Install additional requirements (if you already have a specific version of nvflare installed in your environment, you may want to remove nvflare in the requirements to avoid reinstalling nvflare):
python -m pip install -r requirements.txt
Set PYTHONPATH
to include custom files of this example:
export PYTHONPATH=${PWD}/..
Import the W&B Python SDK and log in:
python3
>>> import wandb
>>> wandb.login()
Provide your API key when prompted.
Use nvflare simulator to run the example:
nvflare simulator -w /tmp/nvflare/ -n 2 -t 2 ./jobs/hello-pt-wandb
By default, Weights and Biases will create a directory named "wandb" in the server workspace. With "mode": "online" in the WandBReceiver, the files will be synced with the Weights and Biases server. You can visit https://wandb.ai/ and log in to see your run data.
For the job hello-pt-wandb
, on the client side, the client code in PTLearner
uses the syntax for Weights and Biases:
self.writer.log({"train_loss": cost.item()}, current_step)

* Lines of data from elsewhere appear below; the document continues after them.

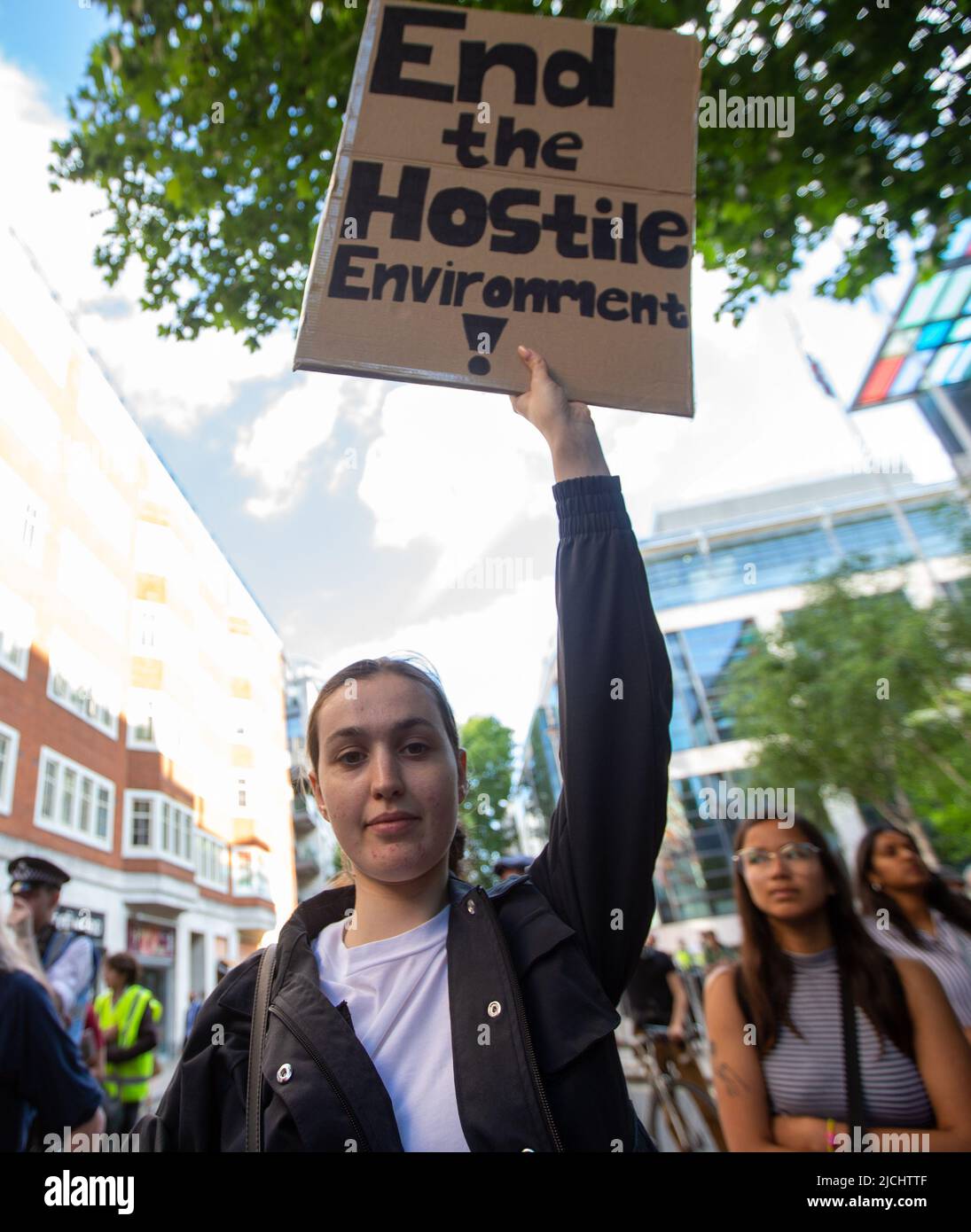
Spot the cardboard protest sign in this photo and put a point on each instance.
(510, 179)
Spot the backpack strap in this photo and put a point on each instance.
(256, 1042)
(856, 1105)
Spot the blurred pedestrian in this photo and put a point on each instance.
(714, 953)
(129, 1016)
(68, 957)
(195, 1004)
(658, 997)
(44, 1086)
(911, 912)
(787, 1071)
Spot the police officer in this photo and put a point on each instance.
(68, 957)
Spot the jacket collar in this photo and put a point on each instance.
(294, 950)
(333, 904)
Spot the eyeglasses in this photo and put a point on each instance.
(794, 854)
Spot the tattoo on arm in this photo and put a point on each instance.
(733, 1083)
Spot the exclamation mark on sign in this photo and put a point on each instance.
(482, 334)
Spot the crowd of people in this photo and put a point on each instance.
(834, 1014)
(70, 1060)
(832, 1018)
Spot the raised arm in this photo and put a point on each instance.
(615, 700)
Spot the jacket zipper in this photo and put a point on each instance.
(525, 1030)
(325, 1070)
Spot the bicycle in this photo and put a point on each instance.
(680, 1114)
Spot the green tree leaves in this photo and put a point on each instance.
(489, 748)
(862, 691)
(230, 209)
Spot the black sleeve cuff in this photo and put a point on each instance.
(591, 503)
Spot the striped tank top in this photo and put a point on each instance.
(948, 954)
(806, 1077)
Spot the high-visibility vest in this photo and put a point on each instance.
(129, 1077)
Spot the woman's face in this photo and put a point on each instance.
(386, 751)
(896, 865)
(785, 891)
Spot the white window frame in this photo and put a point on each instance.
(9, 769)
(181, 824)
(98, 785)
(258, 865)
(110, 729)
(212, 852)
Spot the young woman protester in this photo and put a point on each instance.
(910, 910)
(410, 1010)
(775, 1019)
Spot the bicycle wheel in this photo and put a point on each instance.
(694, 1104)
(684, 1128)
(660, 1127)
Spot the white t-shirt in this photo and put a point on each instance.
(397, 992)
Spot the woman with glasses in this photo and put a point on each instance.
(912, 915)
(777, 1023)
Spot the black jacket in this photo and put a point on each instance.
(541, 959)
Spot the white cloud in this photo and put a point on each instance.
(276, 448)
(489, 660)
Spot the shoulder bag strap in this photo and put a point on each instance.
(851, 1058)
(256, 1041)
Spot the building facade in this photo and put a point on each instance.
(142, 714)
(926, 355)
(720, 572)
(316, 849)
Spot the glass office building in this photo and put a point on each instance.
(926, 355)
(722, 572)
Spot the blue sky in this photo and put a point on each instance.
(348, 505)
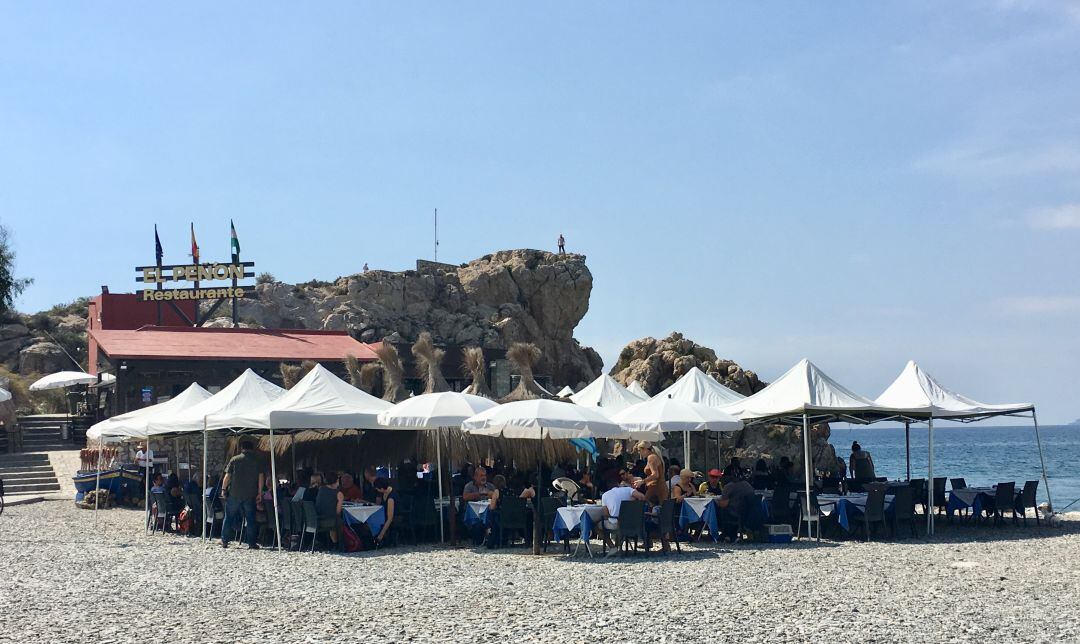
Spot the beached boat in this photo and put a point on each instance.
(122, 484)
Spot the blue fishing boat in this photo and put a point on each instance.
(123, 484)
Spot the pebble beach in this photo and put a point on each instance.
(70, 577)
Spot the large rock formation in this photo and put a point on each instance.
(656, 364)
(529, 296)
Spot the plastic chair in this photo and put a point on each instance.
(808, 514)
(669, 523)
(903, 508)
(632, 524)
(1027, 498)
(1004, 498)
(874, 512)
(512, 513)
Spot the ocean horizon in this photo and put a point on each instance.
(982, 455)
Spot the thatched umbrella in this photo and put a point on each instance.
(473, 363)
(291, 374)
(429, 363)
(393, 388)
(524, 356)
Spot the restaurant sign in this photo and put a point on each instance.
(192, 278)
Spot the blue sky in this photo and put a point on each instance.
(855, 183)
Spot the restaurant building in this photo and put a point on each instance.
(151, 362)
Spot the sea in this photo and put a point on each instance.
(981, 454)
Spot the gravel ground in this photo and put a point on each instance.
(68, 577)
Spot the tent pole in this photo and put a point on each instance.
(537, 531)
(439, 459)
(907, 446)
(273, 490)
(1042, 459)
(686, 450)
(146, 481)
(806, 471)
(930, 475)
(204, 497)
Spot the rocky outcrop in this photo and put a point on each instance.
(656, 364)
(510, 296)
(42, 358)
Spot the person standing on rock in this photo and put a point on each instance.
(656, 486)
(243, 480)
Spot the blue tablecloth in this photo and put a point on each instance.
(475, 513)
(374, 517)
(969, 497)
(849, 507)
(698, 509)
(574, 518)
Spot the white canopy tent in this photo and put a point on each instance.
(699, 387)
(652, 418)
(540, 419)
(435, 412)
(319, 401)
(605, 396)
(637, 390)
(806, 394)
(133, 425)
(928, 399)
(62, 379)
(696, 386)
(246, 393)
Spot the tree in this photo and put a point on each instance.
(10, 285)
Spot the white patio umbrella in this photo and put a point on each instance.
(62, 379)
(540, 419)
(652, 418)
(434, 412)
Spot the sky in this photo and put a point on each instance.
(859, 184)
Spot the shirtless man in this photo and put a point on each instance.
(656, 486)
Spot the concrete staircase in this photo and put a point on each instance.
(27, 473)
(42, 433)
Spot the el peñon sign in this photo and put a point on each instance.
(194, 274)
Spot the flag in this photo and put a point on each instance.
(194, 246)
(235, 242)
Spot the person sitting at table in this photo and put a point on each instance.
(738, 494)
(589, 491)
(673, 472)
(861, 465)
(311, 493)
(685, 486)
(761, 478)
(477, 490)
(711, 486)
(655, 487)
(348, 488)
(388, 498)
(612, 500)
(367, 485)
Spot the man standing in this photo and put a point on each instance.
(477, 490)
(243, 480)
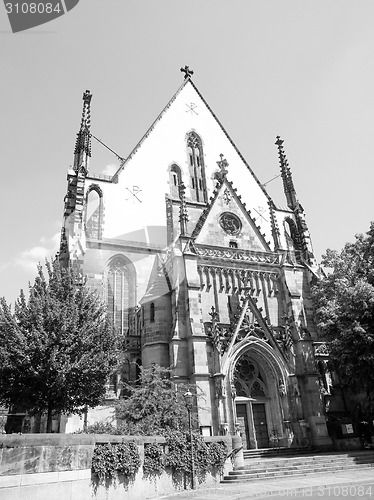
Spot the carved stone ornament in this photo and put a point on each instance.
(321, 349)
(227, 196)
(230, 223)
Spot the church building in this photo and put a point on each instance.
(202, 272)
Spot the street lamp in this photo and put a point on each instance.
(188, 402)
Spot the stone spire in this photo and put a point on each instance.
(187, 72)
(82, 149)
(301, 236)
(223, 164)
(274, 225)
(289, 189)
(183, 214)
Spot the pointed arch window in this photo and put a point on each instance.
(152, 313)
(249, 381)
(121, 294)
(94, 212)
(175, 180)
(196, 167)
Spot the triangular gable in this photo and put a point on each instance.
(226, 221)
(158, 283)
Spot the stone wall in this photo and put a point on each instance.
(58, 466)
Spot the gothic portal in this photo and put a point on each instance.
(201, 271)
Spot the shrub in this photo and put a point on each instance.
(110, 460)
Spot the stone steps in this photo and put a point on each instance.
(276, 452)
(269, 468)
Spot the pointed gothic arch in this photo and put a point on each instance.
(196, 166)
(292, 237)
(93, 218)
(175, 180)
(121, 293)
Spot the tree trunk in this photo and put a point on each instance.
(49, 418)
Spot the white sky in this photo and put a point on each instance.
(302, 69)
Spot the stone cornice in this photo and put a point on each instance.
(237, 255)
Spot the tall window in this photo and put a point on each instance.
(94, 212)
(152, 312)
(196, 167)
(121, 293)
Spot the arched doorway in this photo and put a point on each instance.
(251, 403)
(255, 388)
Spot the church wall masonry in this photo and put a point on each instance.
(201, 271)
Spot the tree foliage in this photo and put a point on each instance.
(58, 348)
(154, 407)
(345, 311)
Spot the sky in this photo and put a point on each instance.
(301, 69)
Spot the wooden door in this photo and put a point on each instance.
(260, 425)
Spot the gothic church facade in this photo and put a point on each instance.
(202, 272)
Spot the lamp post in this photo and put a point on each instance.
(188, 402)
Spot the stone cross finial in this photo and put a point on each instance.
(223, 164)
(187, 72)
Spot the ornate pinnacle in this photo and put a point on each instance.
(187, 72)
(288, 186)
(83, 142)
(223, 164)
(183, 214)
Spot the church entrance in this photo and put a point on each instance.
(260, 425)
(252, 421)
(252, 403)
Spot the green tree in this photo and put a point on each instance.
(154, 406)
(58, 348)
(344, 302)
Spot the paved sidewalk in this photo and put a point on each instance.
(286, 487)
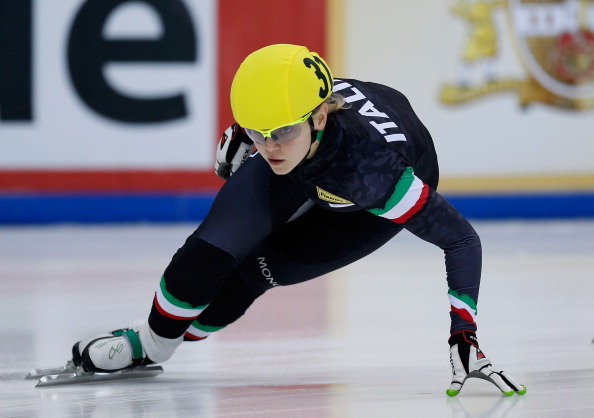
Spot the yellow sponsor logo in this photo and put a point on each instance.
(329, 197)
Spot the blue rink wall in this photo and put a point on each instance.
(22, 209)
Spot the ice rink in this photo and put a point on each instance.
(365, 341)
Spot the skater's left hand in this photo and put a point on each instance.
(233, 149)
(468, 361)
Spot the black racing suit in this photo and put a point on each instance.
(374, 173)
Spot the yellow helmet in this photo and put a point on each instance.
(277, 85)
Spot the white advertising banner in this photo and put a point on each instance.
(107, 84)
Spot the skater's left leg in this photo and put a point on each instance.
(315, 244)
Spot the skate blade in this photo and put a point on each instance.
(37, 373)
(74, 378)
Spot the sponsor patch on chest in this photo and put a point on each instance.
(332, 198)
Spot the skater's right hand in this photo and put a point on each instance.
(233, 149)
(468, 361)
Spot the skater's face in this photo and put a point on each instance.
(283, 157)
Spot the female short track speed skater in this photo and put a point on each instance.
(341, 167)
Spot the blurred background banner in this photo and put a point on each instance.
(110, 109)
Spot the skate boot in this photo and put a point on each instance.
(112, 352)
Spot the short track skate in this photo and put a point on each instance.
(73, 375)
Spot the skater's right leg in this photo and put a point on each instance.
(241, 216)
(179, 299)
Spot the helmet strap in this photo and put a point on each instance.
(315, 143)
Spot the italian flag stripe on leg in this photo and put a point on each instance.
(174, 308)
(409, 197)
(463, 305)
(198, 331)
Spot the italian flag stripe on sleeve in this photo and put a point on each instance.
(408, 198)
(174, 308)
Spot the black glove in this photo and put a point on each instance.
(468, 361)
(233, 149)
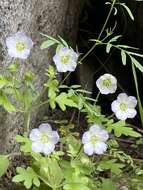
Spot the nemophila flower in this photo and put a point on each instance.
(107, 84)
(65, 59)
(94, 140)
(124, 106)
(19, 45)
(44, 139)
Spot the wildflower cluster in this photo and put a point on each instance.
(63, 160)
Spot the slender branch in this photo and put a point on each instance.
(102, 30)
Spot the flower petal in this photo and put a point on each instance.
(115, 106)
(54, 137)
(45, 128)
(86, 137)
(131, 113)
(122, 97)
(121, 115)
(37, 147)
(132, 101)
(48, 148)
(100, 148)
(88, 149)
(35, 134)
(103, 135)
(95, 128)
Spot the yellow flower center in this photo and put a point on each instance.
(44, 139)
(107, 82)
(65, 59)
(123, 106)
(93, 139)
(20, 46)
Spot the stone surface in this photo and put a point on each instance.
(52, 17)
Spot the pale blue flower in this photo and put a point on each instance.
(19, 45)
(124, 106)
(107, 84)
(65, 59)
(44, 139)
(94, 140)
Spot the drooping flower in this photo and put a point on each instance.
(19, 45)
(94, 140)
(44, 139)
(107, 84)
(124, 106)
(65, 59)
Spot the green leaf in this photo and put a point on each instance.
(7, 104)
(119, 128)
(63, 42)
(4, 163)
(75, 186)
(136, 63)
(108, 47)
(27, 176)
(47, 44)
(128, 10)
(50, 38)
(26, 143)
(110, 165)
(123, 56)
(114, 39)
(108, 184)
(3, 81)
(63, 100)
(137, 91)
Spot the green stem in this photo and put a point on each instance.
(26, 123)
(137, 92)
(102, 30)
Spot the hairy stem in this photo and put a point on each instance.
(102, 30)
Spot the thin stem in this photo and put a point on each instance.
(102, 30)
(137, 92)
(27, 123)
(97, 97)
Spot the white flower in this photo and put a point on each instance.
(19, 45)
(94, 140)
(65, 59)
(124, 106)
(106, 84)
(44, 139)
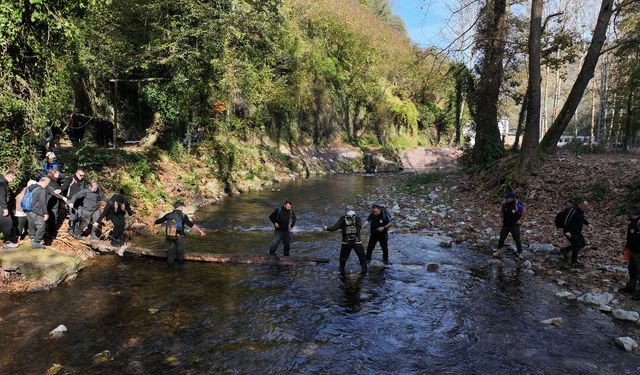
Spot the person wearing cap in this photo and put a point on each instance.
(6, 222)
(283, 219)
(380, 222)
(115, 211)
(50, 164)
(20, 217)
(513, 214)
(350, 225)
(573, 232)
(72, 186)
(632, 252)
(175, 236)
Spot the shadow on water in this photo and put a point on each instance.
(205, 318)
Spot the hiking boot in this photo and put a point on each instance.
(627, 289)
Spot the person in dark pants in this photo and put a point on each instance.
(72, 186)
(90, 212)
(380, 222)
(115, 210)
(175, 222)
(351, 225)
(38, 215)
(283, 219)
(573, 232)
(513, 214)
(632, 246)
(6, 222)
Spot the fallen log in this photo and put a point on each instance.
(106, 247)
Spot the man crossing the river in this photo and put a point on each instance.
(175, 222)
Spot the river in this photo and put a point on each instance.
(468, 318)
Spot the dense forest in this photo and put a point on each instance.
(307, 73)
(295, 72)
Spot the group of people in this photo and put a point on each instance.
(571, 221)
(350, 224)
(40, 208)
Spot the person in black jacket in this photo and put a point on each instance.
(38, 215)
(71, 187)
(351, 225)
(90, 211)
(573, 232)
(175, 234)
(53, 205)
(115, 210)
(6, 222)
(512, 215)
(283, 219)
(380, 222)
(633, 247)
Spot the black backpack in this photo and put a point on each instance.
(350, 230)
(563, 217)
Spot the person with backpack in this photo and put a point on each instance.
(632, 253)
(115, 210)
(90, 212)
(351, 225)
(50, 164)
(571, 220)
(6, 222)
(72, 186)
(380, 222)
(283, 219)
(175, 236)
(34, 204)
(20, 217)
(513, 214)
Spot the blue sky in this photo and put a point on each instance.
(424, 20)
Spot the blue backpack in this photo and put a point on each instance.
(27, 201)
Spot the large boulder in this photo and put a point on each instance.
(596, 298)
(630, 316)
(626, 343)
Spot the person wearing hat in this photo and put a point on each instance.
(351, 225)
(175, 236)
(115, 210)
(283, 219)
(50, 164)
(513, 214)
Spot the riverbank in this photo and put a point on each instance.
(154, 180)
(468, 211)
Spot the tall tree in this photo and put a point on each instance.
(532, 128)
(550, 141)
(491, 42)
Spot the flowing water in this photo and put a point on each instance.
(468, 318)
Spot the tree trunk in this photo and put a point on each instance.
(550, 141)
(532, 128)
(521, 120)
(488, 146)
(459, 108)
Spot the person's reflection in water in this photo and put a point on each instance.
(352, 286)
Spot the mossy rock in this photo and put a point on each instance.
(47, 268)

self.writer.log({"validation_accuracy": metric}, epoch)
The WandBWriter
mimics the syntax from Weights and Biases to send the information in events to the server through NVFlare events
of type analytix_log_stats
for the server to write the data for the WandB tracking server.
The ConvertToFedEvent
widget turns the event analytix_log_stats
into a fed event fed.analytix_log_stats
,
which will be delivered to the server side.
On the server side, the WandBReceiver
is configured to process fed.analytix_log_stats
events,
which writes received data from these events.
This allows for the server to be the only party that needs to deal with authentication for the WandB tracking server, and the server can buffer the events from many clients to better manage the load of requests to the tracking server.